How much riding do you do on a loose rein, meaning no contact at all? I was just reading about this: every time you unnecessarily ride with contact (standing there yakking, going to arena from barn, trail riding, etc.) you're ruining horse's mouth! The major part of riding should be on a truly loose rein. Giving your horse that 80-90% of the time you're with it, as well as not leading horse with the taut lead/rein, will do wonders for its mouth.
     
    04-23-2010, 03:53 PM
  #7
Started
Sorry to double, but my edit functions are covered by a pop-up I can't get rid of: in longeing, I hope she's not on hardpack! She needs well-banked perimeter for her balance & body. Plus, only your pony can teach you! You want to be with your pony, instinctively, not on top of it doing what somebody else says to do, to your intellect. There's lots of free info online that I think'd be helpful, too. Good luck!
     
    04-23-2010, 05:02 PM
  #8
Foal
Quote:
Originally Posted by Northern    
How much riding do you do on a loose rein, meaning no contact at all? I was just reading about this: every time you unnecessarily ride with contact (standing there yakking, going to arena from barn, trail riding, etc.) you're ruining horse's mouth! The major part of riding should be on a truly loose rein. Giving your horse that 80-90% of the time you're with it, as well as not leading horse with the taut lead/rein, will do wonders for its mouth.
:roll:
     
    04-23-2010, 11:42 PM
  #9
Foal
Lol
Posted via Mobile Device
     
    04-24-2010, 01:58 PM
  #10
Foal
Thank you Rule of Reason, your answer made me realise that whilst I am making things worse at the minute, there are ways to improve things which is definitely a positive thought and which I am definitely going to continue with!!!
And yes, my instructor does tell me to use half-halts to slow her down,and to have a contact so there is no slack in the reins, and use half-halts to steady the pace which I understand the concept of and do use them and will just take it slowly until im happy with it walk and then trot before I head to the canter!
And I do know exactly what you mean about how long these faults take to get rid of; considering I feel like this came on overnight!

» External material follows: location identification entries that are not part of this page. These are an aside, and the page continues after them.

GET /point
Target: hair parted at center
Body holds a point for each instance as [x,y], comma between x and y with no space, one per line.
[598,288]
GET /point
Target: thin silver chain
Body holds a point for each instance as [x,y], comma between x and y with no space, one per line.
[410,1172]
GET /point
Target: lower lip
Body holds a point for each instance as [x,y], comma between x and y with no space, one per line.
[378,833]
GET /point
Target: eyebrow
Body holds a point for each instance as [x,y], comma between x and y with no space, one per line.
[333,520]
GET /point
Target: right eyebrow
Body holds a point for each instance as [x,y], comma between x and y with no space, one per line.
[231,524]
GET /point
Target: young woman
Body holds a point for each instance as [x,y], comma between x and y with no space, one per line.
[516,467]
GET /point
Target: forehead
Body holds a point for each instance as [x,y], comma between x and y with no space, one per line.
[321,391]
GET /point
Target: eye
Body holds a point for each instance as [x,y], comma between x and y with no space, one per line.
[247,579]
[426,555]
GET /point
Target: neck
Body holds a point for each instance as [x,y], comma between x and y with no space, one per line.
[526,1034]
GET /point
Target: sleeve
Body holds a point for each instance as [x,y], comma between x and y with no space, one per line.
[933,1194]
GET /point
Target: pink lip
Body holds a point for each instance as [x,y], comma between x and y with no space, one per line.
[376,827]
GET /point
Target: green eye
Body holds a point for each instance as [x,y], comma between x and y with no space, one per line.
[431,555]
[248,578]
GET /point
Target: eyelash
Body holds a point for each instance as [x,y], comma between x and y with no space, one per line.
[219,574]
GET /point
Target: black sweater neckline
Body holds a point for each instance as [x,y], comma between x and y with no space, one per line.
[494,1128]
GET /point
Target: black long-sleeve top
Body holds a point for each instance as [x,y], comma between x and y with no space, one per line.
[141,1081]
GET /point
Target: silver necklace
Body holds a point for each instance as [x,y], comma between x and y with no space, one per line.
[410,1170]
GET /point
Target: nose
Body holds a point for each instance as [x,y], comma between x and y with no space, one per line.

And to be honest, I do the majoirty of my walk on a long rein, but with my horse, even when I first got her and she was an angel to ride(without me being awful with my hands) she needed you to have a feel on the reins, a contact with her mouth. Not so much that she needs your hands to balance with as she was and still is light in the mouth but needs you there for support. Well I personally think anyway and as did my instructor who has ridden her a few times. I know the importance of not being overly harsh on the mouth so as to make it 'dead' but think you have to alter this to each horse?? I know I horse who does not like contact AT ALL with his mouth and will go in a steady, lovely pace and turn, slow and speed up on a loose rein but not all will!